Forum Discussion
Mike_Up
Apr 23, 2016Explorer
Mwolfe450 wrote:
Wow. Thanks for all of the input. I haven't had time to mess with the setup, I am hoping to do so soon. I understand I am at or above the limits of the truck once the trailer is loaded. I towed it home empty, with nothing in it. So I towed an 8k trailer with a 950lb tongue weight trailer and it was bad. I understand weight capacities are glorified on trucks, especially 1/2 tons. I have towed 10k with the truck and had no complaints, but that was an open trailer, much different than a 32ft sail. I also feel some people have responded thinking the truck had no suspension left with the trailer. In fact, I felt it had way to much travel left for being at capacity. When I took some resistance out of the bars it certainly helped. Not sure of tires on the truck but they're oem goodyears definitely not e rated, I'll guess lt tires. Payload on the truck is 2060lbs. Yes that's including passengers which is less than 550lbs. So I have 1500lb carrying capacity being conservative in the truck. The trailer would generally be towed fairly light for small weekend trips and full hookup sites. The dealers setup had the trailer level to slightly nose up. I will set the hitch up according to instructions and nose the trailer slightly and re try it. Then I will add tongue weight and try again. Lastly I will hitch it up to a v10 250 and see how that is. will the 250 pull it better, absolutely.
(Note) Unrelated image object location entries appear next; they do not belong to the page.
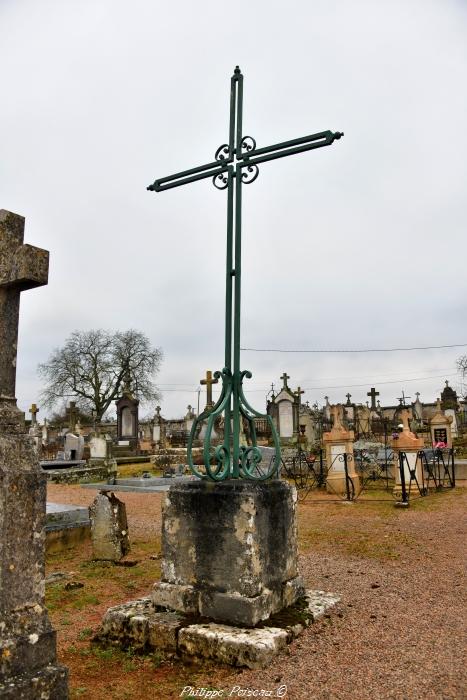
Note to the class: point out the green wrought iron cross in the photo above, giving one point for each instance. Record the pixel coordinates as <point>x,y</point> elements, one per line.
<point>235,164</point>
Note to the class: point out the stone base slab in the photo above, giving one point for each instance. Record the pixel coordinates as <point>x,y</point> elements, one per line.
<point>48,683</point>
<point>233,607</point>
<point>144,627</point>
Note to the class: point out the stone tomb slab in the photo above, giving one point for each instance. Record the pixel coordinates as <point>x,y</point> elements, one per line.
<point>142,626</point>
<point>65,526</point>
<point>153,484</point>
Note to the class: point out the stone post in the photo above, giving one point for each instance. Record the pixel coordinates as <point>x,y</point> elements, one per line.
<point>28,663</point>
<point>338,444</point>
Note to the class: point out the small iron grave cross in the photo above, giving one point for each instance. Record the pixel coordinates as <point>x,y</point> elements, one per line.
<point>33,411</point>
<point>373,394</point>
<point>236,164</point>
<point>298,394</point>
<point>22,266</point>
<point>208,382</point>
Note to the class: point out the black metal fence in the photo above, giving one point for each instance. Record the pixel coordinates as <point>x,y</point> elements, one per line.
<point>372,475</point>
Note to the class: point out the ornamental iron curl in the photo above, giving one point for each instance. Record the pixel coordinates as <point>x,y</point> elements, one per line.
<point>220,181</point>
<point>220,461</point>
<point>249,174</point>
<point>236,164</point>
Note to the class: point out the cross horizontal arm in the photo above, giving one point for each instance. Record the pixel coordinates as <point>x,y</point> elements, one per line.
<point>186,176</point>
<point>289,148</point>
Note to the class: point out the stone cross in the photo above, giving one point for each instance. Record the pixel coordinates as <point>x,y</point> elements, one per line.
<point>373,394</point>
<point>402,398</point>
<point>72,416</point>
<point>405,415</point>
<point>22,266</point>
<point>336,414</point>
<point>28,664</point>
<point>33,411</point>
<point>208,382</point>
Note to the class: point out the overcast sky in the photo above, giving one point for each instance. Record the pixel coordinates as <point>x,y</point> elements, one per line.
<point>360,245</point>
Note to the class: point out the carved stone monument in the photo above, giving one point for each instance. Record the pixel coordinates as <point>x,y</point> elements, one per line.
<point>410,444</point>
<point>338,444</point>
<point>127,417</point>
<point>28,662</point>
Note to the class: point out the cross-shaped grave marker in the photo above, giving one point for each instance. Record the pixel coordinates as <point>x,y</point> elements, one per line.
<point>235,164</point>
<point>208,382</point>
<point>27,641</point>
<point>373,394</point>
<point>33,411</point>
<point>22,266</point>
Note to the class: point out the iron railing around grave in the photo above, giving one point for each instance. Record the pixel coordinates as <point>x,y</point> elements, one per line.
<point>431,469</point>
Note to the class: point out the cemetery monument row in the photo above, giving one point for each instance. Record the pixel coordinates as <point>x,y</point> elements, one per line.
<point>227,567</point>
<point>28,666</point>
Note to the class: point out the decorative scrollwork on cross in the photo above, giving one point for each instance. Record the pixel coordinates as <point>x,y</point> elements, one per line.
<point>223,152</point>
<point>217,459</point>
<point>249,174</point>
<point>248,144</point>
<point>220,181</point>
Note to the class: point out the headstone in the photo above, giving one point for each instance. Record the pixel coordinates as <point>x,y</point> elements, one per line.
<point>109,527</point>
<point>338,443</point>
<point>411,445</point>
<point>127,416</point>
<point>74,445</point>
<point>441,427</point>
<point>28,661</point>
<point>98,447</point>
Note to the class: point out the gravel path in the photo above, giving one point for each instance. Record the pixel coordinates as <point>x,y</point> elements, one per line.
<point>399,631</point>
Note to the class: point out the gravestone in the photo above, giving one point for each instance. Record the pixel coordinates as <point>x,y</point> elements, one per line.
<point>338,443</point>
<point>109,527</point>
<point>127,417</point>
<point>74,445</point>
<point>28,661</point>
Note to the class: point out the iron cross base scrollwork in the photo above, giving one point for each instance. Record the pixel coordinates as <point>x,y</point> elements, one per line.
<point>236,163</point>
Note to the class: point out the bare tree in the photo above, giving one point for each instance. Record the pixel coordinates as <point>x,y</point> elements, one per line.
<point>93,365</point>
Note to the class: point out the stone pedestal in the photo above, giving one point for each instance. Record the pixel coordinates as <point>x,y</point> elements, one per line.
<point>229,550</point>
<point>338,444</point>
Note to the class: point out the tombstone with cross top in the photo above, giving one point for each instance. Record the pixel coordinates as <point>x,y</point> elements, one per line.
<point>28,666</point>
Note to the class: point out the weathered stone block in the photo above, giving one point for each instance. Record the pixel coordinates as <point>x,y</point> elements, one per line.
<point>254,648</point>
<point>109,527</point>
<point>163,630</point>
<point>176,597</point>
<point>229,549</point>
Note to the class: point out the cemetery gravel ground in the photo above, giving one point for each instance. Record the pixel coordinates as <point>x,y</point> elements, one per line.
<point>398,632</point>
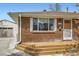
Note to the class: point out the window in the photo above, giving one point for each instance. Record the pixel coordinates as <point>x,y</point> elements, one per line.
<point>6,32</point>
<point>43,24</point>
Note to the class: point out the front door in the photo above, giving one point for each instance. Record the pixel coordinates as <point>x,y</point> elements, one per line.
<point>67,29</point>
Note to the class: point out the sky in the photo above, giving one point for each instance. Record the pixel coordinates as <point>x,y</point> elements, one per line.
<point>29,7</point>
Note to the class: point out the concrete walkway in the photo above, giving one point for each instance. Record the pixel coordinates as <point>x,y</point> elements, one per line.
<point>18,53</point>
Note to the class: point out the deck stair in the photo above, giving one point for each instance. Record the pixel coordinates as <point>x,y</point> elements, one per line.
<point>47,48</point>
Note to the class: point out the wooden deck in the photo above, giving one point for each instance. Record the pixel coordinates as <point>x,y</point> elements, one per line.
<point>49,48</point>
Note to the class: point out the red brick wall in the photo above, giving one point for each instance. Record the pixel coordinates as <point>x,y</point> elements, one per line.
<point>28,36</point>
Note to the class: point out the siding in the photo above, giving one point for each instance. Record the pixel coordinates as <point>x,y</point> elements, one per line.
<point>28,36</point>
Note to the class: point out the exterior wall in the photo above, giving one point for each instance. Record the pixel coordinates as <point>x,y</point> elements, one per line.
<point>28,36</point>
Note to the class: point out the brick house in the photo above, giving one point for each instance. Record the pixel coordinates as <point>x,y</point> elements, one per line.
<point>36,27</point>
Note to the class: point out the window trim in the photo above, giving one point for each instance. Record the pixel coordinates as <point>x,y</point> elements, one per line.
<point>31,26</point>
<point>7,28</point>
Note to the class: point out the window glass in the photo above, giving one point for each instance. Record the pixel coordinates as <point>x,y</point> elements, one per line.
<point>43,24</point>
<point>35,22</point>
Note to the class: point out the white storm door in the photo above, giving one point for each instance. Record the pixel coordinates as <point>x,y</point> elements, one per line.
<point>67,29</point>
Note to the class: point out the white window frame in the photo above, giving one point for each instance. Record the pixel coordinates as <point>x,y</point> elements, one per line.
<point>31,26</point>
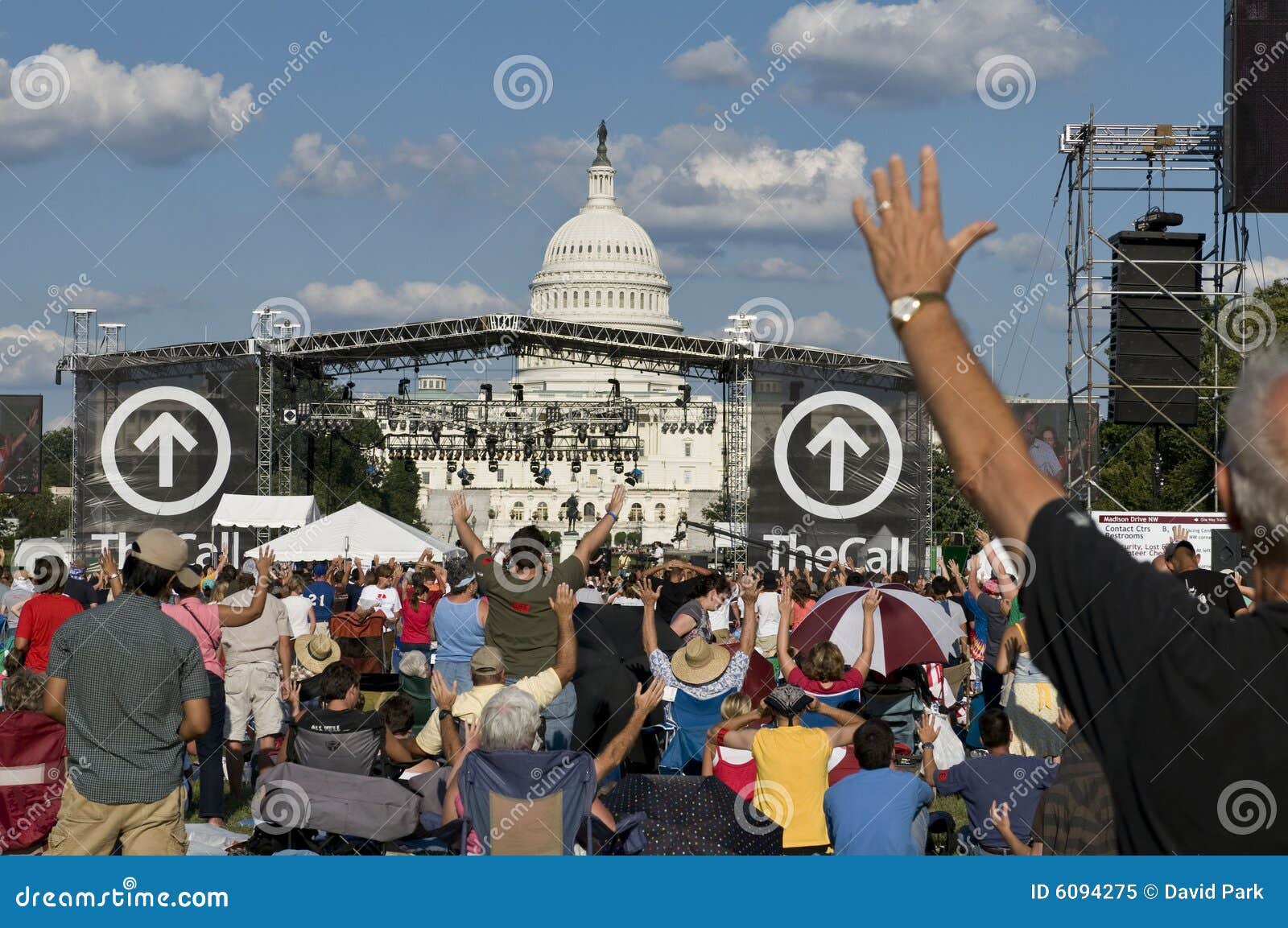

If I'm still not comfortable in the f150 I will get a different trailer. I guess my original question in my first post was what might make it so squirrelly empty? Would prowler sell such an unbalanced trailer? Or can a poorly set up hitch cause that much sway?
Just like you, I bought a new F150. These trucks are light so they will get thrown around by an out of control trailer. I'm surprised the electronic sway control didn't help. You do have the Ford factory brake controller?
Your trailer nose should never be high. That's likely your sway problem. You'll likely need to readjust the hitch so that trailer is slightly nose down.
You may also have oversized WDH bars. With the Sway Pro, you need to have the bars bending to control sway and they won't if the bars are to large for your trailer.
Plus that trailer is so heavy dry, you'll be very close to the truck's hitch receiver rating when loaded. Be very careful with a trailer that heavy, and a truck this light. You need to have the hitch adjusted so it's spot on since you have no room for error as you found out.
Good luck.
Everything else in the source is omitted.